What are some ways to do EDA for CV tasks?#

Contributor: Calvin Neo, AI Engineer


The purpose of this article is to guide new AI Engineers on performing Exploratory Data Analysis of Computer Vision tasks in a systematic manner. It assumes a basic understanding of image format, and how bounding boxes and masks are drawn.

Image EDA#

Basic Image Analysis#

The basic image analysis considers the broad characteristics of the images that have been obtained.

The guiding questions are as such:

  1. What is the number of images provided? Is this the number of images promised to be delivered for experiments?

  2. What is the format of images eg JPG/PNG/JPEG? If there are multiple formats given, what are the counts for each image format?
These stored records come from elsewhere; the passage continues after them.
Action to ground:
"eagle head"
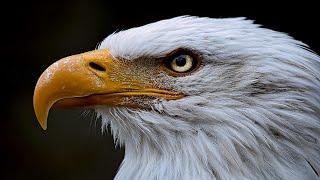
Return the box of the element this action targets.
[34,16,320,179]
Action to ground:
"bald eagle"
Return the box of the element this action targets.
[34,16,320,180]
  3. What are the image sizes/resolution (eg 1080x960)? If there are multiple dimensions, what are the counts for each dimension?

  4. How similar are the images to each other? You can do an EDA to check on this by performing image hashing to discover groups which are similar to each other. This also helps to uncover whether some of the images might have been curated from a continuous video stream of a scene that is changing very slowly - in such a case, these images may be near-duplicates.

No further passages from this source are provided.